As featured on p. 218 of "Bloggers on the Bus," under the name "a MyDD blogger."

Saturday, August 22, 2009

Fighting Baucus And Grassley From Within

The only way you can really get to a Max Baucus or a Charles Grassley is by threatening their job security. In particular, Grassley is up for re-election next year, in a state that went for Barack Obama by a fairly hefty margin. If I didn't know better, I'd say that Rep. Bruce Braley, chair of the Populist Caucus in the House, is setting himself up for a challenge to him.

Grassley used scare tactics last week at a town hall meeting in Iowa to convince voters that optional coverage for end-of-life counseling in the House health care reform bill would force people to "pull the plug on grandma" (even though he supported a nearly identical end-of-life counseling provision in a 2003). Earlier this week, Grassley told reporters that even if a health care plan included the changes he's been pushing for, he likely wouldn't support it if it didn't attract the support of more than a few of his GOP colleagues. Today, the Washington Post reported that Senator Grassley has begun calling for "scaled back" health care reform.

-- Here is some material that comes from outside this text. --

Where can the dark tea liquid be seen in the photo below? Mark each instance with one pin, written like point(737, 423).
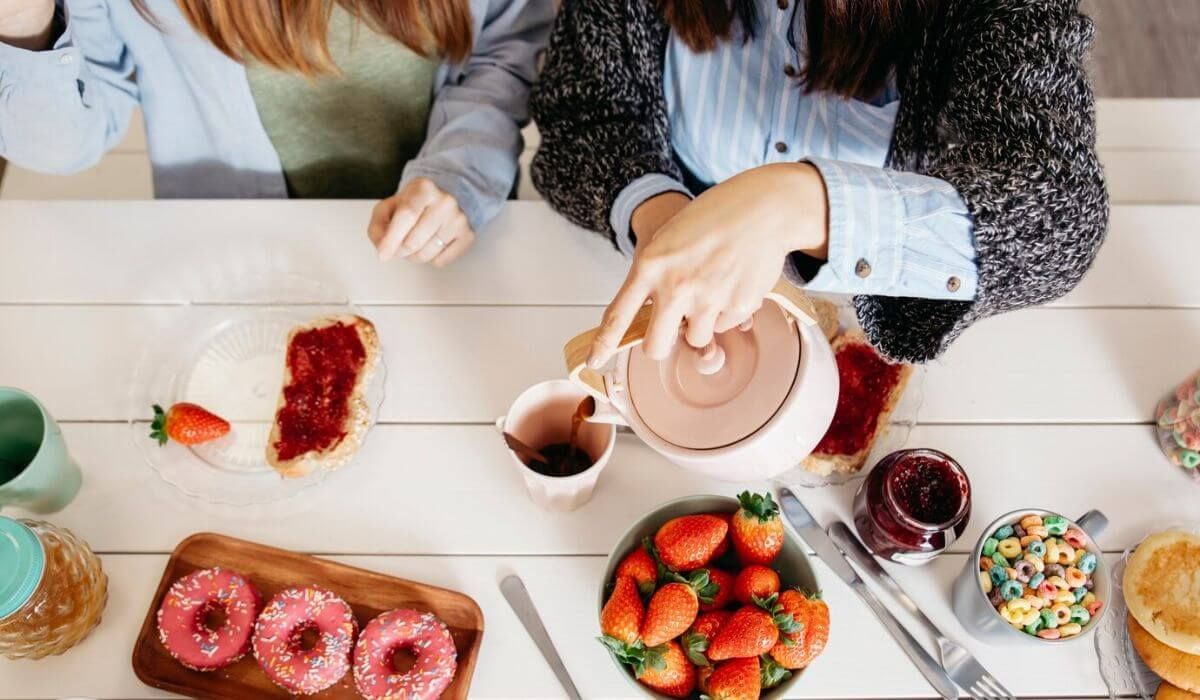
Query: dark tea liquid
point(564, 459)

For someone who claims he wants to help forge a bipartisan health care plan, Senator Grassley sure isn't acting very bipartisan. In fact, he's been behaving like someone who wants to see meaningful health care reform defeated [...]

Senator Grassley is in a stronger position than just about anyone to bring Republicans on board with Democrats to achieve the health care reform we need. But when he uses the same rhetoric as pundits advising Republicans to "just kill it" and a Republican Senator who wants to make health care President Obama's "Waterloo," why would the President or Senator Baucus think he is their ally in achieving meaningful health care reform?

Sadly, it appears that Senator Grassley has decided to put his party before what's best for the people of this country.

The Des Moines Register has already floated the rumor about a "mystery" Democratic candidate willing to take on Grassley. Braley has certainly become more vocal in his criticisms. And the fact that Grassley immediately released a statement attacking Braley shows that he is sensitive to this rumor. I don't know if an announced challenge would put Grassley on the defensive, but it sure couldn't hurt.

As for Baucus, he doesn't come back up for re-election until 2014. But Montanans are split on his actions on health care to this point. 42% approve and 44% disapprove. Baucus has previously been fairly popular in the state, now a public option is more popular than he is, and if he helps to kill a health care reform bill, his numbers will plummet. The Montana Democratic Party is trying to cover for Baucus by sending around the Paul Begala article telling Democrats to accept half a loaf, but based on the polling, that's not working.

I'm not certain either of these two arrogant members of the House of Lords are reachable, but the road to reaching them runs through their home states.